According to analyst TechMarketView, around half of the suppliers on the framework are SMEs, and include cloud computing hosting provider ElasticHosts, Software-as-a-Service (SaaS) provider HTK, enterprise cloud control provider CohesiveFT and cloud consultants ZumZum, have also been named on the contract.

The Cloudstore – built by SME SolidSoft on Microsoft Windows Azure – will enable public sector organisations to purchase off-the-shelf IT services on a pay-as-you-go basis. As part of the government’s transparency agenda, and to encourage competition, the service details and pricing information are open to all on CloudStore, and contracts for services should be no longer than one year.

Francis Maude, Cabinet Office minister, said: “Purchasing services from Cloudstore will be quicker, easier, cheaper and more transparent for the public sector and suppliers alike.”
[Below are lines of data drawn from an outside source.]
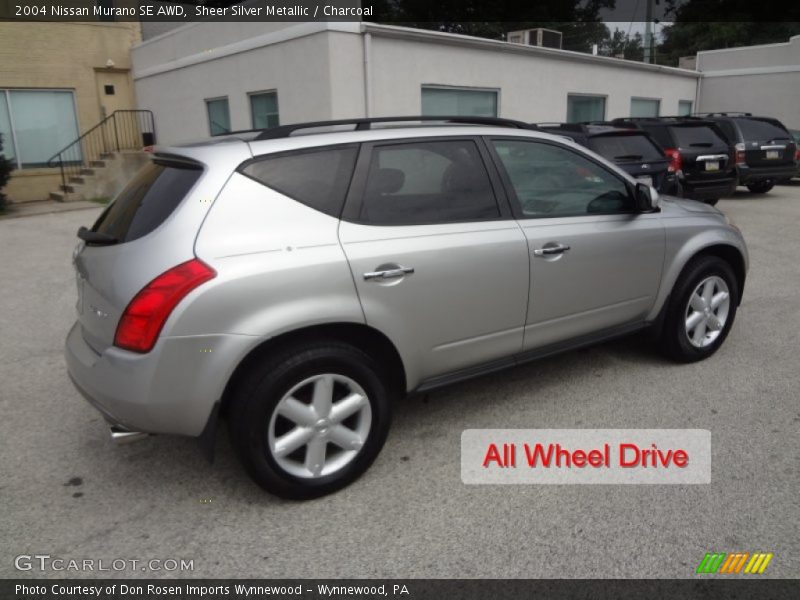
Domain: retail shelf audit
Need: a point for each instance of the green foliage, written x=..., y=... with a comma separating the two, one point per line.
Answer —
x=6, y=166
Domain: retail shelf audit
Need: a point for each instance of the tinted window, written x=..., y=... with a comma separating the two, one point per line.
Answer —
x=147, y=200
x=318, y=179
x=661, y=134
x=697, y=136
x=551, y=181
x=761, y=130
x=624, y=148
x=427, y=182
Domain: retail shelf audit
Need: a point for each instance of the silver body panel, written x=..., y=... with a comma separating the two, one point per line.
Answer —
x=478, y=293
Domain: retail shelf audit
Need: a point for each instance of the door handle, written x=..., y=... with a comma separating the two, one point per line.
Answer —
x=389, y=273
x=550, y=250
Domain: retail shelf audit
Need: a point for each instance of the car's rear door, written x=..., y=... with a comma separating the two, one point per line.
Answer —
x=441, y=267
x=766, y=142
x=706, y=155
x=595, y=263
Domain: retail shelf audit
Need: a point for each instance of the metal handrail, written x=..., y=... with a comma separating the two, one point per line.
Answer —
x=121, y=130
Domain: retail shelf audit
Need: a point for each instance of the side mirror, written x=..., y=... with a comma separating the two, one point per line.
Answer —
x=646, y=198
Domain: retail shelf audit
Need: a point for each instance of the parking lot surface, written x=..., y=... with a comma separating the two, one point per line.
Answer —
x=67, y=492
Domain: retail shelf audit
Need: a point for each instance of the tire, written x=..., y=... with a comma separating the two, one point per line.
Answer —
x=761, y=187
x=678, y=340
x=280, y=396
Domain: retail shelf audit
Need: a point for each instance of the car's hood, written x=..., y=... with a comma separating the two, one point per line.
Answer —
x=673, y=205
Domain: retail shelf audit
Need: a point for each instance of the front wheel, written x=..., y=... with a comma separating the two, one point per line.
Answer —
x=701, y=311
x=761, y=187
x=310, y=420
Maude added that the CloudStore also offers SME suppliers the same opportunities as larger organisations. The government recently revealed that just 12 percent of government contracts are awarded to SMEs, which is some way off its target of giving smaller suppliers 25 percent of business.
This has been welcomed by SMEs. Justin Bowser, managing director of HTK, described the CloudStore as a “game changer”.

“Lots of SMEs struggle [to work with government] because the actual and perceived barriers to entry have been very high. There has been an attitude in government – not everywhere – that SMEs are going to be difficult to deal with or that they will not deliver,” said Bowser, who sits on the government’s SME panel looking at how to help new suppliers into government.

“G-Cloud is a real game changer. It is on one side a very tangible, visible demonstration of the way government want sot change the way it procures. From a procurer point of view, it doesn’t give them an excuse not to look at SMEs, because it is such a high profile demonstration. I don’t think SMEs can be ignored anymore,” he added.

Richard Davies, CEO of ElasticHosts, said: “As a UK vendor delivering Infrastructure-as-a-Service (IaaS), we are expecting a great deal of interest. Everyone from local authorities to healthcare strusts are finding that their IT infrastructures are creaking and in desperate need of refresh, yet they don’t have the capital budgets to do so. Services available through the catalogue will ease this, as no cap-ex [capital expenditure] is required and deployment costs are eradicated.”

“As a UK vendor delivering Infrastructure-as-a-Service, we are expecting a great deal of interest. Everyone from local authorities to healthcare trusts are finding that their IT infrastructures are creaking and in desperate need of refresh, yet they don’t have the capital budgets to do so. Services available through the catalogue will ease this as no cap-ex is required and deployment costs are eradicated,” he added.

However, TechMarketView analyst Tola Sargeant, had some reservations about SME’s capability to deliver services reliably in the short term.

“After a quick play with CloudStore, it’s clear it is designed very much as a ‘catalogue’ for commodity products – it’s difficult to compare companies on the basis of anything but price. It will undoubtedly drive much faster adoption of cloud services, provide greater visibility for SMEs, lead to a more competitive market and save the government money in the long term,” Sargeant said.

“But in the short term, my concern is whether some of the smaller suppliers on the framework have the capability to provide services required reliably at volume,” she added.